Mayo Collaborative Servs. v. Prometheus Laboratories, Inc.

I blogged about this case a couple of years ago, and saw that some readers were interested in it; so I thought I’d post an update on it, since it’s coming up to the Court again. As my Mayer Brown LLP colleagues and I say in the petition for certiorari,

This case concerns whether a patentee can monopolize basic, natural biological relationships. The Court has twice granted certiorari on the question presented, without yet resolving the issue. Last year, it granted certiorari, vacated, and remanded in this case to allow the Federal Circuit to reconsider this question in light of Bilski v. Kappos, 130 S. Ct. 3218 (2010). And seven years ago it granted certiorari but dismissed the writ as improvidently granted in Laboratory Corp. of America Holdings v. Metabolite Laboratories, Inc., 548 U.S. 124, 135 (2006), because petitioner there had not adequately preserved the question.

The question presented is: Whether 35 U.S.C. § 101 is satisfied by a patent claim that covers observed correlations between blood test results and patient health, so that the claim effectively preempts all uses of the naturally occurring correlations, simply because well-known methods used to administer prescription drugs and test blood may involve “transformations” of body chemistry….

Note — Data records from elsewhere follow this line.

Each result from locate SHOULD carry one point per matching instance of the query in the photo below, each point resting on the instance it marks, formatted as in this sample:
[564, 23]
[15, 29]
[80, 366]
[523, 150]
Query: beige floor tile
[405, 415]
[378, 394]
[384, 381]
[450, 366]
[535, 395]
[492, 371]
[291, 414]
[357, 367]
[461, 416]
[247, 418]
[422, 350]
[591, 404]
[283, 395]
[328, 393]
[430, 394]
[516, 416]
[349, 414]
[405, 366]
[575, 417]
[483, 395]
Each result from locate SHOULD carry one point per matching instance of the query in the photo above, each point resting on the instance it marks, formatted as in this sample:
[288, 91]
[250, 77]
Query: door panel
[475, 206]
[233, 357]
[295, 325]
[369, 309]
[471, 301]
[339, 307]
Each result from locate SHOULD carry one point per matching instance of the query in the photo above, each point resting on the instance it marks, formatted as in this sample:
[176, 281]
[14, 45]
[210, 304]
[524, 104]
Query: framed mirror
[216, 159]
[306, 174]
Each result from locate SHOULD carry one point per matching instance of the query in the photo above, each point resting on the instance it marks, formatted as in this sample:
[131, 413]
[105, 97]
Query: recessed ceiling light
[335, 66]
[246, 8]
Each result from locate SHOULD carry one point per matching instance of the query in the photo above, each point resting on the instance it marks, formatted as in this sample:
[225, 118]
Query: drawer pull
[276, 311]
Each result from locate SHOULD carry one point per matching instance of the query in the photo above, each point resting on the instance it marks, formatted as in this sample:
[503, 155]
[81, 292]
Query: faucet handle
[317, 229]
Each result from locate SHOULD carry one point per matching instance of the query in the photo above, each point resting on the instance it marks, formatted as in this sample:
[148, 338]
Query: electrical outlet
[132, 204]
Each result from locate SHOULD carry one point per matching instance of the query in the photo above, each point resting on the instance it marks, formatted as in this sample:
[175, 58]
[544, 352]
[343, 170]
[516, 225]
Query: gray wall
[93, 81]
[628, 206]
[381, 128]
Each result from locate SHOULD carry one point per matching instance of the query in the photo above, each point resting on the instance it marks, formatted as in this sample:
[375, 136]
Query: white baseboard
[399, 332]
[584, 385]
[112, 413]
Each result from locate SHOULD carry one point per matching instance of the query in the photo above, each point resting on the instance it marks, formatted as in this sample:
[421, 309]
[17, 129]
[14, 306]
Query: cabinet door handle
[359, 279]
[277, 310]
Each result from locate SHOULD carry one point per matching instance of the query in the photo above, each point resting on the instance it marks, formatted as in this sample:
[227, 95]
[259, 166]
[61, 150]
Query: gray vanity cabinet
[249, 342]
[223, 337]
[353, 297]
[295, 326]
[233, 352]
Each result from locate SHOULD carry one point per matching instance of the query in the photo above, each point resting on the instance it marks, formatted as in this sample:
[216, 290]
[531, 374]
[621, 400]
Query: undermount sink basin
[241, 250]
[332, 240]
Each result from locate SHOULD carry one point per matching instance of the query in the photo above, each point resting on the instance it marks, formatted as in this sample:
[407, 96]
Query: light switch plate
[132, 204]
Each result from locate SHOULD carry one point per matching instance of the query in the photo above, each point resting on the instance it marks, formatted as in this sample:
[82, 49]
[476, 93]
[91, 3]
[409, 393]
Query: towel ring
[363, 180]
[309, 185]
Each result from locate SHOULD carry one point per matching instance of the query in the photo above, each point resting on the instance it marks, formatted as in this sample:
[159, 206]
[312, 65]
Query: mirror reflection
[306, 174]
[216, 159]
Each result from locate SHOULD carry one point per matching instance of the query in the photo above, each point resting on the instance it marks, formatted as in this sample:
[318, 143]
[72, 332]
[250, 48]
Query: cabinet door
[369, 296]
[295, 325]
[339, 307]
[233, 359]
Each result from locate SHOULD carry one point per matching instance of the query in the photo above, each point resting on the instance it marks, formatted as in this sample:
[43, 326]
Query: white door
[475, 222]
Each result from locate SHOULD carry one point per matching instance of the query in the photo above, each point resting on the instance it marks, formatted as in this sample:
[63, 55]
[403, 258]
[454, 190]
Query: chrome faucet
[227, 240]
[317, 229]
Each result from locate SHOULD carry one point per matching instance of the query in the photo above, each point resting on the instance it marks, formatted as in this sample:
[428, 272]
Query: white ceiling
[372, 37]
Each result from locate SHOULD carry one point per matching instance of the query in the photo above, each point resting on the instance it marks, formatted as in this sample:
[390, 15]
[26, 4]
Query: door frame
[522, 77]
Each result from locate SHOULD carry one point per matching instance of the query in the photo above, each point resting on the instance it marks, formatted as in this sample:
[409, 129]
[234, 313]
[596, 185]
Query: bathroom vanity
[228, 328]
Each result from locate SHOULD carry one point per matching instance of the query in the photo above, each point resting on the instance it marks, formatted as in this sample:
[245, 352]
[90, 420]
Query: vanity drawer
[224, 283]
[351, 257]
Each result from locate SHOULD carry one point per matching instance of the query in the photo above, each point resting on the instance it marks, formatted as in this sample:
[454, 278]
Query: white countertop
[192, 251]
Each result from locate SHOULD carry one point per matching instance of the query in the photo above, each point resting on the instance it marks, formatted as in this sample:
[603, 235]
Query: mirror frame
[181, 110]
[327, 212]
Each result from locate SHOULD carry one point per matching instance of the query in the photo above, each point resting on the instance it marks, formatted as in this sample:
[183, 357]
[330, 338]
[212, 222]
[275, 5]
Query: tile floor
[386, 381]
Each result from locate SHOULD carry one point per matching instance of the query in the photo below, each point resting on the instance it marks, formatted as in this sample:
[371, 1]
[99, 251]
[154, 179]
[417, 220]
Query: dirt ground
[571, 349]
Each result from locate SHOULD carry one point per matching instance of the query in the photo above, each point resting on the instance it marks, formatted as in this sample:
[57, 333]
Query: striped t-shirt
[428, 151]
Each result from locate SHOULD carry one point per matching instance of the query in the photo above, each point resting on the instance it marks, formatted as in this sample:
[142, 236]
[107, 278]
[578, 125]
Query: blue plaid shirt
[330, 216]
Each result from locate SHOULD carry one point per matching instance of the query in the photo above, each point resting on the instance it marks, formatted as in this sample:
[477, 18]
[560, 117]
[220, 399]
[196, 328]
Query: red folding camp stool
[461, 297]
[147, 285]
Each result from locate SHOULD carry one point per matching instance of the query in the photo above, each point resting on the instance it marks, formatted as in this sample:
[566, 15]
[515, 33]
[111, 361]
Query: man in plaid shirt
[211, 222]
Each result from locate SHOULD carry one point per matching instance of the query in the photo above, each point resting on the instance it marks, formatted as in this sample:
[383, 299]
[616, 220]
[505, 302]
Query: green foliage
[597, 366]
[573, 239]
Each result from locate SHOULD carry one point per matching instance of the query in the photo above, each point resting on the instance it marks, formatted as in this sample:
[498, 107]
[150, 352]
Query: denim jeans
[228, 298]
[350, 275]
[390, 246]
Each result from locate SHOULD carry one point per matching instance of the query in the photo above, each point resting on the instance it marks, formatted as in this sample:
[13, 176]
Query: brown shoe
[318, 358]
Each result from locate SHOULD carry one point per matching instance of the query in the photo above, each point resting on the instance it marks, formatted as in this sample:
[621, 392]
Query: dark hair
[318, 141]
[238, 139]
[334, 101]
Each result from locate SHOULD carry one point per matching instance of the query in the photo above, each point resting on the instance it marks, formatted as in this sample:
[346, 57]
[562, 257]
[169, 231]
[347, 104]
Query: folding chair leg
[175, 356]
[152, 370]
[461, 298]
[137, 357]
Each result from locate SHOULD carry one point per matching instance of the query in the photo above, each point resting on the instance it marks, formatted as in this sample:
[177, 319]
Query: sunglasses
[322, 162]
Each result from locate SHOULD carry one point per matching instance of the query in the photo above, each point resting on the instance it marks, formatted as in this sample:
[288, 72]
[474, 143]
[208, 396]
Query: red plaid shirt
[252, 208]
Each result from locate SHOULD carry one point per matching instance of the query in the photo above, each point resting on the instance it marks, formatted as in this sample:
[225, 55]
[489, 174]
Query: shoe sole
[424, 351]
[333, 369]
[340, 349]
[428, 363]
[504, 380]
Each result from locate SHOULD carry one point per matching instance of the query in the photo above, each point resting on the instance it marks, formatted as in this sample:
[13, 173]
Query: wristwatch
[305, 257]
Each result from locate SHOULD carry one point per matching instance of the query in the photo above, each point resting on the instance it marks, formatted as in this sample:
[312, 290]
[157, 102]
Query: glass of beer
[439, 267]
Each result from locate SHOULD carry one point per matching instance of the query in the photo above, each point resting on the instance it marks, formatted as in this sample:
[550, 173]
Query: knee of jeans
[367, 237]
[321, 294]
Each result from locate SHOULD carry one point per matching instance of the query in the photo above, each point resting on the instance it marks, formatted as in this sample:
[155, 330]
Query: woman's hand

Prometheus’s patents monopolize every useful implementation of a correlation between particular types of drug treatment and the natural bodily metabolism resulting from that drug treatment. This correlation is unquestionably a natural phenomenon. From it, doctors may determine if a dose of a drug is too high, too low, or needs no adjustment at all. But if Prometheus’s patents are allowed to stand, doctors will no longer be free to consider this biological phenomenon in treating patients or in attempting to develop new treatments for disease. And numerous similar, overly-broad patents that restrict doctors’ ability to treat patients will stand as well.

If you’re interested in the case, you can find the petition, the brief in opposition, amicus briefs, and the opinion below at the SCOTUSblog page for the case; there’s also a reply brief that we just filed, which SCOTUSblog hasn’t yet picked up. I’m hoping the Justices will be interested in the case, just as they were in Labcorp; I guess we’ll see soon enough.